Wednesday, May 1, 2013

What Mama's Cooking: Knafeh à la Crème

I’d like to introduce everyone to my dear Mama, who will be joining me on the blog every now and again to share her delicious recipes and forays in cooking. My Mom is an excellent cook, if I do say so myself, and people have told her many time that if they were guaranteed cooking of her caliber, they would happily go vegetarian. Plus, she’s my Mom, and has taught me everything I know about the kitchen. So please welcome her and enjoy all of her delicious meals. Without further ado, here's Mama...
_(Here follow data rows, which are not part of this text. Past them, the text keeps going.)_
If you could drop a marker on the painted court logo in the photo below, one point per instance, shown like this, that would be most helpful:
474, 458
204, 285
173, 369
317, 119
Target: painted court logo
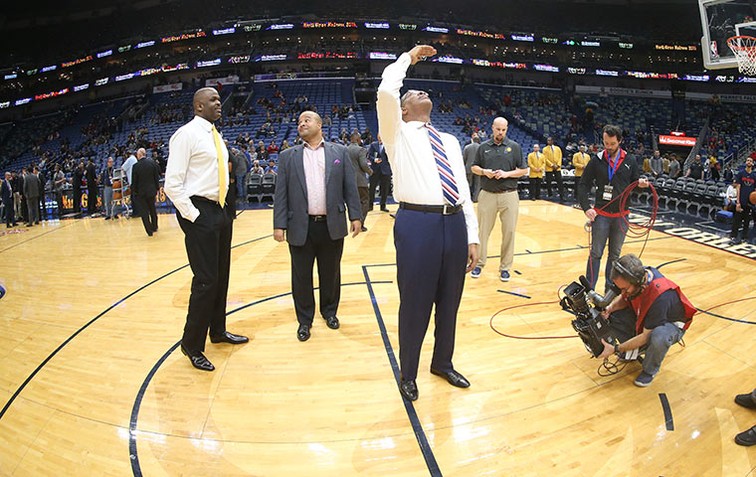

I know very little about Middle Eastern cuisine and cooking. My experiences were limited to the ubiquitous hummus, tabbouleh and falafel of Mediterranean restaurants until I visited an Afghan restaurant in the Boston area, The Helmand in Cambridge. We had a sampling of their vegetarian offerings including delicious lentil stuffed peppers and a sweet pumpkin dish. Over the ensuing years I have searched the Internet and through cookbooks at libraries and in bookstores for similar recipes without luck. I eventually found the recipe for their Kaddo Bourani, the pumpkin dish, on this blog,but never found the lentil dish. Oh, well. Fast forward to my husband's birthday this year. No, I did not stumble upon the wonderful blend of spices in those lentils and cook those two dishes for him, but he was open to an untraditional birthday cake that I was looking forward to trying.
Knafeh à la Crème was a recipe that I found in The New York Times. The shredded phyllo dough was surprisingly easy to find in Rochester, NY at Lombardi's Gourmet Imports & Specialties, but is also available here. The dessert has a custard-like filling that was delicately scented and flavored with lemon and orange blossom water. The results were unique and delicious. Perhaps you can find a special occasion to give it a try, too.